Job Management

What are Jobs?

Jobs represent document processing tasks in Fintelite AI. Every processing request (predict, parse, or fraud detection) creates a job that tracks the status, results, and metadata of the operation.

Job Types

PREDICT

Data extraction jobs using templates or schemas

PARSE

Full document parsing and OCR jobs

FRAUD

Document fraud detection and analysis jobs

Job Lifecycle

IN_QUEUE

Job is queued and waiting to be processed by a worker

IN_PROGRESS

Worker has picked up the job and is actively processing it

COMPLETED

Job finished successfully with results available

FAILED

Job encountered an error during processing

CANCELLED

Job was manually cancelled before completion

Response Structure by Job Type

Each job type returns a different response structure when completed. Understanding these differences helps you parse results correctly.
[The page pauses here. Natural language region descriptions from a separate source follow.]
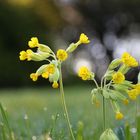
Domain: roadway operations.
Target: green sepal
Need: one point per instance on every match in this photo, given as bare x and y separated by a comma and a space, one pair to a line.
109, 74
114, 64
124, 69
106, 94
41, 69
55, 76
44, 48
116, 95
PREDICT Jobs - Data Extraction

PREDICT jobs extract structured data based on templates or schemas. The response includes:

config: Configuration used for extraction (version, parser_mode, enable_citations)
output.extraction: Extracted data format
output.confidences: Confidence scores for extracted fields

Without Citations

When enable_citations is false (default), fields contain direct values:

{
  "output": {
    "type": "json",
    "extraction": {
      "invoice_number": "INV-2024-001",
      "invoice_date": "2024-01-15",
      "total_amount": 1500.50,
      "line_items": [
        {
          "description": "Widget A",
          "quantity": 10,
          "unit_price": 50.00,
          "total": 500.00
        }
      ]
    },
    "confidences": {
      "average": 92.5,
      "fields": {
        "invoice_number": 95.0,
        "invoice_date": 88.0,
        "total_amount": 96.5,
        "line_items": [
          {
            "description": 93.0,
            "quantity": 91.0,
            "unit_price": 94.5,
            "total": 95.0
          }
        ]
      }
    }
  }
}

With Citations Enabled

When enable_citations is true, each field includes source references:

{
  "output": {
    "type": "json",
    "extraction": {
      "invoice_number": {
        "value": "INV-2024-001",
        "citations": ["b.1"]
      },
      "invoice_date": {
        "value": "2024-01-15",
        "citations": ["b.1"]
      },
      "total_amount": {
        "value": 1500.50,
        "citations": ["b.5"]
      },
      "line_items": [
        {
          "description": {
            "value": "Widget A",
            "citations": ["b.10"]
          },
          "quantity": {
            "value": 10,
            "citations": ["b.10"]
          },
          "unit_price": {
            "value": 50.00,
            "citations": ["b.10", "b.11"]
          },
          "total": {
            "value": 500.00,
            "citations": ["b.11"]
          }
        }
      ]
    },
    "confidences": {
      "average": 92.5,
      "fields": {
        "invoice_number": 95.0,
        "invoice_date": 88.0,
        "total_amount": 96.5,
        "line_items": [
          {
            "description": 93.0,
            "quantity": 91.0,
            "unit_price": 94.5,
            "total": 95.0
          }
        ]
      }
    }
  }
}

Citation References:

b.X: Reference to block index X in the document annotations
w.X: Reference to word index X in the document annotations

Citations are automatically disabled when using parser_mode: LITE. Use PLUS or PRO parser modes to enable citations.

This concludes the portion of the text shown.